Menasse packt den Stier demgemäß bei den Hörnern. Er hält sich schon im Einleitungskapitel „Die Welt, in der ich schreibe“ nicht mit dem Ausplaudern so genannter Werkstattgeheimnisse auf, sondern macht sich ohne Säumen an die Rekonstruktion eines Begriffes des Individuums, dessen Leben er im Licht zeitgenössischer Wettbewerbsdogmatik als uneingelöstes Versprechen kennzeichnet.
Menasse geißelt plausibel die „Schicksalhaftigkeit“, mit der die angeblich naturwüchsigen Mechanismen der von allen Fesseln freigesetzten Marktwirtschaft das Leben vermeintlich „aufgeklärter“ Individuen nachhaltig verheeren.
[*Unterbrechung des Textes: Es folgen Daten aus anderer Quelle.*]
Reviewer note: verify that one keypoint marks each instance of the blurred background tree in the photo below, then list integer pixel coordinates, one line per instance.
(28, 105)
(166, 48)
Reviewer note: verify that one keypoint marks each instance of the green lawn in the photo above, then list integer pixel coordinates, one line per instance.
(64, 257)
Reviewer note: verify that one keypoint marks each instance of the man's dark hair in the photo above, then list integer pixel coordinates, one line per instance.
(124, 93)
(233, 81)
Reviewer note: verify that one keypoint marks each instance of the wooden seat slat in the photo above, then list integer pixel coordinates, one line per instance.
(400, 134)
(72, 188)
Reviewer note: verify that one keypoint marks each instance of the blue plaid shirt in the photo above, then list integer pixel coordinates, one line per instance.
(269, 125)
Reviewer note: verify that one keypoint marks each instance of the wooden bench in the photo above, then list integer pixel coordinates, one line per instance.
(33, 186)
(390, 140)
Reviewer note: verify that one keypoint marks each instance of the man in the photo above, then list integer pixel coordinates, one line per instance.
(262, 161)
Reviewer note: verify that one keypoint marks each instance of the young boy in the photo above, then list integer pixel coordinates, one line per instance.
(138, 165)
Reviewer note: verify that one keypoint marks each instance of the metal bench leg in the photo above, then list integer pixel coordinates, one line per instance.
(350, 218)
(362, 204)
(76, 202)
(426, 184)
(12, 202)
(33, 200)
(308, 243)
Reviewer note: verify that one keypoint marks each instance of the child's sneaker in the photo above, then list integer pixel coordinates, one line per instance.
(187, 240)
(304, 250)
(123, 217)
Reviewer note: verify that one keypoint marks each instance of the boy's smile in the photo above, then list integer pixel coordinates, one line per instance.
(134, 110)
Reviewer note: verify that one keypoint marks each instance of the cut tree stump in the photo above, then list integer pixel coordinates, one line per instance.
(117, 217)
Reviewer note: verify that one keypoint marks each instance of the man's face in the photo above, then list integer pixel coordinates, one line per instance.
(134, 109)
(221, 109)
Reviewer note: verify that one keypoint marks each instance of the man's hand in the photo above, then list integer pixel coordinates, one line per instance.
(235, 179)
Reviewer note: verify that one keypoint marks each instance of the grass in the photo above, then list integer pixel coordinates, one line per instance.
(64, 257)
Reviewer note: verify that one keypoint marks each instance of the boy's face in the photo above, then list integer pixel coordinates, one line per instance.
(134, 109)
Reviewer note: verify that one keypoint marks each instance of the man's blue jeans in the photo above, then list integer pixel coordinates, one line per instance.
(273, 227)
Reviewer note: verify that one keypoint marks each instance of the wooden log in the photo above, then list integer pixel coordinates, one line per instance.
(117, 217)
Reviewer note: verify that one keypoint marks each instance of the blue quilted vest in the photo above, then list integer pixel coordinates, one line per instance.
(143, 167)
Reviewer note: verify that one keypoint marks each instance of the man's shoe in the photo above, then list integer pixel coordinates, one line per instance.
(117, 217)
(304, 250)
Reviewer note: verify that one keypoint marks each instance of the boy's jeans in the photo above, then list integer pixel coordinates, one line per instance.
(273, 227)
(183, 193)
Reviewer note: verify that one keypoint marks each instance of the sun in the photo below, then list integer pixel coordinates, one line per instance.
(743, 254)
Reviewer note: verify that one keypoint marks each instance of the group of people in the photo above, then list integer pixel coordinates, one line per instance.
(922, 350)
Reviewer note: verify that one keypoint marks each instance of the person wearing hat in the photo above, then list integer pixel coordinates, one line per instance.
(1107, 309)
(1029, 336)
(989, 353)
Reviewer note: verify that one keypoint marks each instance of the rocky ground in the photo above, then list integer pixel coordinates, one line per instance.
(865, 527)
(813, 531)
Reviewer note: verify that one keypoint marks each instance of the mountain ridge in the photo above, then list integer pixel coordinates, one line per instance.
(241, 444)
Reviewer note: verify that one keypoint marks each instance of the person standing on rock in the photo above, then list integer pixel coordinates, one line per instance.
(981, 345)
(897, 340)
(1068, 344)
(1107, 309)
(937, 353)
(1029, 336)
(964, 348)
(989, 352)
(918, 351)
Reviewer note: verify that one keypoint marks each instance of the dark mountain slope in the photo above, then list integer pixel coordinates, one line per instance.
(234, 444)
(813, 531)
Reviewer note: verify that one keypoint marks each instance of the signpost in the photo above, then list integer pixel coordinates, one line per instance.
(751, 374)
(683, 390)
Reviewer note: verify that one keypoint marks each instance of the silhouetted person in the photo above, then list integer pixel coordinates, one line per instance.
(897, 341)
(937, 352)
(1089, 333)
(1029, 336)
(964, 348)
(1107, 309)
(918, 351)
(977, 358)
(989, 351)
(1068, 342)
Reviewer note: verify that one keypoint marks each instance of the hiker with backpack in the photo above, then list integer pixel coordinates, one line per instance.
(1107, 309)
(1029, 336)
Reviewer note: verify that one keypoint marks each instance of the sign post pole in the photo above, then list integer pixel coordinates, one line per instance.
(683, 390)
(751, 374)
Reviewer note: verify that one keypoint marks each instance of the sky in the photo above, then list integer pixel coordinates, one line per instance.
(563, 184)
Das ökonomische Paradigma der „Konkurrenz“ habe den Begriff des „Widerspruchs“, so Menasse, umstandslos ersetzt. Jegliches zeitgenössische Engagement kranke freilich am Wegbrechen einer den Fortschritt befördernden „Klasse“, wie ehedem des Proletariats. Die Verhältnisse, wie elend auch immer, scheinen gegenwärtig auf „Verewigung“ angelegt. Und so bedarf es vonseiten Menasses einiges unsystematischen Aufwandes, um im Lichte untröstlicher Einsichten einerseits eine Zukunftsperspektive offen zu halten („Ganz Europa erweist sich heute als ein apokryphes marxistisches Projekt!“), die andererseits auch den Ansprüchen einer wie immer gearteten Literarizität genügt.
Menasses Vorlesungsreihe, die nicht unelegant vom Gräberfeld der Aufklärung auf den bürokratischen Schauplatz Brüssel hinübertänzelt, lässt sich vielleicht als Provisorium verstehen, als Vorgriff auf eine Zukunft, die, wenn sie „gut“ sein soll, eine (auch) literarische zu sein haben wird. Er setzt auf eine Selbstermächtigung vieler gegängelter Individuen und erinnert somit nolens volens an den „multitude“-Begriff der „Empire“-Forscher Negri und Hardt. Dass dieser einem vorderhand uneingelösten Wechsel gleicht, tut der Triftigkeit der Analyse keinen Abbruch.
Es wird vielleicht darauf ankommen, einen Literaturbegriff zu entwickeln und zu schärfen, der die Schrift als blank poliertes Werkzeug versteht, das das verrottete „Ganze“ im Modus der Kneifzange angreift: Letzteres natürlich in der doppelten Wortbedeutung! Daran erinnert zu haben, nimmt einen für den öffentlichen Denker Menasse unbedingt ein.